S'il y a un terrain d'expérimentation
linguistique qui apparaît particulièrement créatif dans le monde entier, c'est
sans doute Internet. On s'en aperçoit tout particulièrement sur les « chats »
et les commentaires d'internautes sur le Web 2.0. La communication est ici
confrontée à des contraintes de brièveté et de concision. Un peu comme les
internautes qui utilisent des langues européennes alphabétiques, où l'emploi
d'abréviations est courant (par exemple LOL ou OMG), les Chinois se servent de
codes numériques qui servent d'analogie phonétique à ce qu'ils veulent exprimer.
Ainsi le nombre 520 (qui se prononce wǔ èr líng), rappelle l'expression 我爱你 (wǒ ài nǐ)

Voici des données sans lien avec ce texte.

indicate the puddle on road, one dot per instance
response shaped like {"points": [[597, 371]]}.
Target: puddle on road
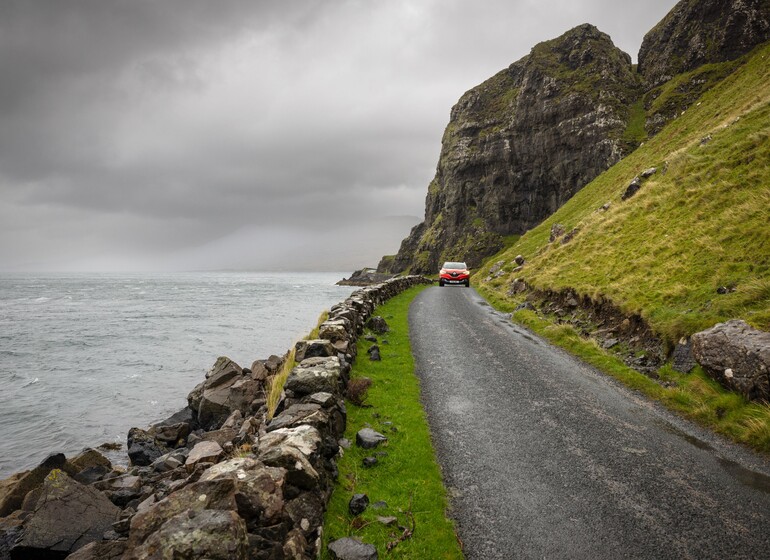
{"points": [[747, 477]]}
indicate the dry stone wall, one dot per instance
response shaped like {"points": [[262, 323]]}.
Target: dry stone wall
{"points": [[219, 479]]}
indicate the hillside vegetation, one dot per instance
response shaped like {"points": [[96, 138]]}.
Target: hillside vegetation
{"points": [[700, 223]]}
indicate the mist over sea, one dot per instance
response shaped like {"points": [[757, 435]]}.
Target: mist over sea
{"points": [[83, 358]]}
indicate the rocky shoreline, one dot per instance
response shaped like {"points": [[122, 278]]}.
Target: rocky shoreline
{"points": [[218, 479]]}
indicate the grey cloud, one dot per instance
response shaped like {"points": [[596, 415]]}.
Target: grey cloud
{"points": [[167, 128]]}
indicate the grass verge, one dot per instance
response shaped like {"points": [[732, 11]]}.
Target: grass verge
{"points": [[406, 477], [695, 395]]}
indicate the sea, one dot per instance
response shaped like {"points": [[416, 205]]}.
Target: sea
{"points": [[85, 357]]}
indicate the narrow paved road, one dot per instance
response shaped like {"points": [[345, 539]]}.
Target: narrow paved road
{"points": [[547, 458]]}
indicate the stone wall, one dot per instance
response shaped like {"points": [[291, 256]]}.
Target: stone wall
{"points": [[219, 479]]}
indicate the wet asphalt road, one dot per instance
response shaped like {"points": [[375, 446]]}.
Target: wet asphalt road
{"points": [[545, 457]]}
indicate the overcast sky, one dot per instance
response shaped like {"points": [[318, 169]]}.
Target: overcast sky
{"points": [[197, 134]]}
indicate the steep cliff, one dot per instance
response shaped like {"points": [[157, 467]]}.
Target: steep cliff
{"points": [[698, 32], [520, 145]]}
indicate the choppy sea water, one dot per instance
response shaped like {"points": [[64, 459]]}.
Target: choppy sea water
{"points": [[83, 358]]}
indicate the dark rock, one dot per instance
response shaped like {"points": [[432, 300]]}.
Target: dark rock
{"points": [[67, 516], [369, 439], [349, 548], [682, 359], [358, 504], [737, 355], [378, 325], [143, 448]]}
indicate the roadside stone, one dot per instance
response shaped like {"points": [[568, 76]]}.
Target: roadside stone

« je t'aime ». Un autre exemple est la combinaison 88 (bābā) pour « bye bye »,
ou encore 687 (liùbāqī), qui sonne un peu comme 对不起 (duì bù qǐ, ou « excusez-moi »,
« désolé »).
Certains termes ont adopté un sens nouveau
qui a déclenché une véritable avalanche d'expressions et de concepts inédits en
chinois, les propulsant au rang d'outils d'innovation linguistique. Un exemple
de ce phénomène est l'adjectif 微 (wēi). Ce terme signifie « très petit » ou « microscopique », et il
a d'abord été employé pour traduire le concept de « micro-blog » (微博 wēibó). Ce
terme une fois installé, il a inspiré toute une série de concepts relatifs aux
développements d'Internet, par combinaison
de la syllabe 微 (wei) et d'un ou deux mots complémentaires. On a ainsi vu apparaître des «
micro-news » (微新闻 wēixīnwén) et des « micro-histoires » (微小说 wēixiǎoshuō), puis des «
micro-films » c'est à dire des courts-métrages (微电影 wēidiànyǐng), jusqu'au nom de la nouvelle application de
messagerie WeChat (en chinois, 微信 wēixìn, littéralement « micromessage »).
Dans l'encyclopédie chinoise en ligne Baidu Baike on trouve en outre des
concepts tels que la « micro-culture » (微文化 wēiwénhuà) ou la « micro-vie » qui est la « vie en blog » (微生活
wēishēnghuó), constitutifs finalement d'un « âge du micro » (微时代 wēishídài).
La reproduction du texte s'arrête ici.